A Mercy

A Mercy Indentured Servitude and Bacon's Rebellion

At the beginning of the novel, Jacob reflects on the “people’s war” in Virginia, and how it was a motley gathering of men coming together against putatively tyrannical authority. This war is most likely Bacon’s Rebellion of 1676, an infamous uprising that forever changed the dynamic of labor in the colonies.

Seventeenth-century Virginia was an agricultural economy, populated by both large plantations and small farms. Tobacco, a cash crop, brought in a tremendous amount of revenue, as did the buying and selling of slaves from Africa. Slaves labored in all of the thirteen colonies, though in much smaller numbers in the Northern and Middle colonies and overall a smaller percentage of the labor force than at the turn of the 18th century and beyond.

The main labor force for the Southern colonies for much of the 17th century was not slaves but indentured servants. Indentured servants were mostly European men (and some women) who were looking for economic opportunities that eluded them in the Old World. They signed a contract with a farmer or other colonial employer that stipulated the employer would pay their passage over, have them work on their land or as a domestic servant, and then at the close of the contract, which was usually around seven years, grant the former servant “freedom dues” of food and clothes and, ideally, a plot of land. This was an appealing prospect, and thousands of British, Dutch, Scottish, and Irish immigrants came to the colonies under such a contract.

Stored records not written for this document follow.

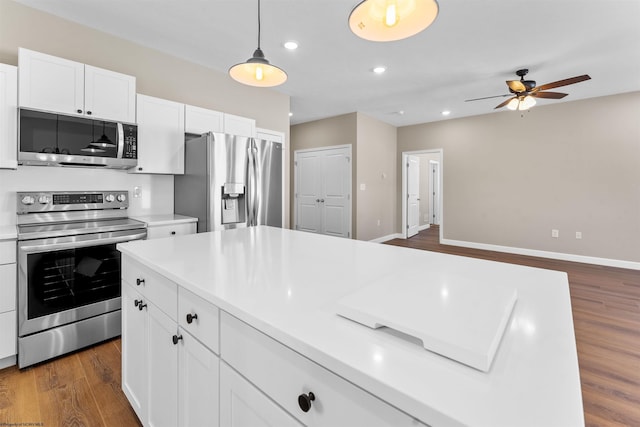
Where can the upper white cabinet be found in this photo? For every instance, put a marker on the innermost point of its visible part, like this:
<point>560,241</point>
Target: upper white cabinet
<point>242,126</point>
<point>160,136</point>
<point>201,120</point>
<point>8,117</point>
<point>56,84</point>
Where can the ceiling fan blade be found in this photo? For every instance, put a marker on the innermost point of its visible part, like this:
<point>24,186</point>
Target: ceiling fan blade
<point>487,97</point>
<point>550,95</point>
<point>564,82</point>
<point>502,104</point>
<point>516,86</point>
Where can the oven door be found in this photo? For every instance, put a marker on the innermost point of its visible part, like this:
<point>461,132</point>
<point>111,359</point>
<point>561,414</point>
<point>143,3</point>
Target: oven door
<point>65,279</point>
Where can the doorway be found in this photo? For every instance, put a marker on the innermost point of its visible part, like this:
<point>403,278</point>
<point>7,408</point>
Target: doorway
<point>430,184</point>
<point>322,190</point>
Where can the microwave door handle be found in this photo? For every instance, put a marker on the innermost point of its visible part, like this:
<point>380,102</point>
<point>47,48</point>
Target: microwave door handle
<point>35,246</point>
<point>120,137</point>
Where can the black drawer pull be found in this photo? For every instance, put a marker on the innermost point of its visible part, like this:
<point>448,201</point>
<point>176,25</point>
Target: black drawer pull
<point>304,401</point>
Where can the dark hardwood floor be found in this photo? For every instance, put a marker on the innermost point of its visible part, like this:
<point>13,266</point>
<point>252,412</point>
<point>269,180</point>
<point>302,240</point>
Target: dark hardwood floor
<point>606,315</point>
<point>79,390</point>
<point>83,389</point>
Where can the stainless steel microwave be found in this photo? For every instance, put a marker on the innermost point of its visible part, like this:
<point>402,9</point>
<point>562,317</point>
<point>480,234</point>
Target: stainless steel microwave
<point>50,139</point>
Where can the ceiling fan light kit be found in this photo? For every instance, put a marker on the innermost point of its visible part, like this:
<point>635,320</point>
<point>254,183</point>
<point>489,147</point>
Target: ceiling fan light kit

Indentured servitude was not slavery, but it did have severe limitations on servants’ freedoms. Many indentured servants complained of poor treatment during their working years and then disappointing plots of land when the contract ended. As Europeans, they were entitled to some rights but chafed at the growing sense that they were languishing at the bottom of the social hierarchy. Bacon’s Rebellion was named for Nathanial Bacon, a prominent Virginian who was nonetheless not part of Governor Berkeley’s inner circle and who found it advantageous to stoke the flames of rebellion.

Virginia was wealthy from the tobacco trade, but that wealth was concentrated in the hands of the few. Poorer Virginians who did not own land had no voice in their colony’s governance, and chafed at the lack of rights even though they were technically Englishmen. Tensions rose even higher when Berkeley refused to clear out Native Americans on the borders of the colony, which would have made more land accessible to the landless men.

Bacon and Berkeley publicly clashed, and Bacon eventually led a ragtag militia into Jamestown, burning it down. After Bacon died of dysentery, the rebellion collapsed; 23 of Bacon’s compatriots were hanged. In the aftermath, wealthy white planters had to reckon with what the volatile white labor force underneath them could do, and gradually began phasing out indentured servitude. The presence of slaves in Bacon’s militia was also deeply disturbing to the elite, so not only did slavery increase as indentured servants vanished, stricter and harsher laws separating the races were also enacted throughout the Southern colonies.